Он явно чувствовал спиной мой провожающий взгляд, взгляд этот смущал его, поигрывал лопатками эдакое безмятежное «ты ушла, и твои плечики»…
Катя подняла голову — над переносьем резкая морщинка, глаза темны, скользят мимо. Я не выдержал ее молчания, заговорил:
— А может, он и прав. Что еще делать как не приспосабливаться, если на большее не способен?
Ответила не сразу.
— Я думаю… — голос глух, — не разменять ли нам нашу квартиру на двухкомнатную и однокомнатную?..
Я растерялся:
— Не глупи…
— Пусть это будет нашим последним родительским взносом.
— Хочешь, чтоб уже сейчас?..
— Мы сейчас, Георгий, живем с ним на разных этажах. Ну так будем жить в разных районах.
Она всю себя отдала сыну — единственное в ее жизни. И — «в разных районах», подальше! Ну и ну…
Телефонный звонок спас меня от ответа.
— Это Алевтина говорит… Алевтина Ивановна, дочь Ивана Трофимовича.
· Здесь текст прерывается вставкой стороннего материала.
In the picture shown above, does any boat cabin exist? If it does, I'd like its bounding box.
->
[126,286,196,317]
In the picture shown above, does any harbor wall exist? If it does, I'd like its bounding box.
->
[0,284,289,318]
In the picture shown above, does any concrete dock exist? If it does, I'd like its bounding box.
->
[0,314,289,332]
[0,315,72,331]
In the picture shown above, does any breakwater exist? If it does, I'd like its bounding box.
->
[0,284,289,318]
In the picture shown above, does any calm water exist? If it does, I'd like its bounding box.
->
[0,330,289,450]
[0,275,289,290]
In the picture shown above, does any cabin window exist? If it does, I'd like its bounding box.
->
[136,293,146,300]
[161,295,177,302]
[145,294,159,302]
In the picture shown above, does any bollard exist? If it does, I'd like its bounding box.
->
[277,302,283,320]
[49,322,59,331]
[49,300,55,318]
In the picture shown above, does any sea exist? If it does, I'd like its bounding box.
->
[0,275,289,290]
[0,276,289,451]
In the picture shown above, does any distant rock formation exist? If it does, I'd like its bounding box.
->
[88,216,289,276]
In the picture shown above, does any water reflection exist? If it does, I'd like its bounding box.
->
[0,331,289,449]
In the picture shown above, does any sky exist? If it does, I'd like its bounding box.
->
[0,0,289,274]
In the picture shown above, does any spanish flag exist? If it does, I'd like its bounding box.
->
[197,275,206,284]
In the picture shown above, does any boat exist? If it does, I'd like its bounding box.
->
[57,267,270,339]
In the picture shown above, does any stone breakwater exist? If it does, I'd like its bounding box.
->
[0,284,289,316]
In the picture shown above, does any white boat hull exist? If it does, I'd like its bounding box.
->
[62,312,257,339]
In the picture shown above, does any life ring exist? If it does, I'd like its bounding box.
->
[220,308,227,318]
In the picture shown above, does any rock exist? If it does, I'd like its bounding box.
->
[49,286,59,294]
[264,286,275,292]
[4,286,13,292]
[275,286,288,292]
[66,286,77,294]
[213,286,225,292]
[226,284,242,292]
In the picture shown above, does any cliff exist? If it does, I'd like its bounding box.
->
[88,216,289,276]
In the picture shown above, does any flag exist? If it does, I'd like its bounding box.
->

Я хочу, чтоб вы сегодня пришли к нам. Очень нужно. Где-то в полпятого, не позже…
— Что случилось, Аля?
— Нелепое, Георгий Петрович, не хочу объяснять…
День по-прежнему ярок и горяч, но он уже не радовал меня, казалось значительное впереди, незавершенное выгорело, остался лишь след его, пепел.
Но день только начинается, нужно пройти его до конца.
Как это так получается, что я постоянно оказываюсь безоружным перед сыном?!
3
Кто-то из наших институтских острословов сказал: «Теоретик это гусь в журавлиной стае, летит вместе, но держится наособицу». Четверть века я лечу с институтом, сжился с косяком физиков-экспериментаторов, одна цель, один маршрут, без них истощился бы, сгинул безвестно, меня всегда считали своим, но предоставляли летать как хочу — гусь по-журавлиному не может. Сегодня после разговора с Севой наплыло тоскливое одиночество — все дружно летят дальше, а меня уносит в сторону.
Я ходил по этажам, встречался с нужными людьми, вел с ними не очень нужные разговоры, решал несложные вопросы, без которых одинаково легко могли обойтись как институт, так и я сам. И всюду я чувствовал: вклиниваюсь не ко времени, в эту минуту не до меня, но мной занимались доброжелательно и… на скорую руку.
Однако директор-то меня хочет видеть навряд ли просто так, скуки ради, зачем-то я ему нужен. Зачем?.. Острое желание убедиться: чего-то еще ждут от тебя, — породило нетерпение. Но директора срочно вызвали, должен вернуться с минуты на минуту. Минуты шли, день перевалил за половину, а я еще обещал дочери Ивана Трофимовича… Со стариком что-то стряслось.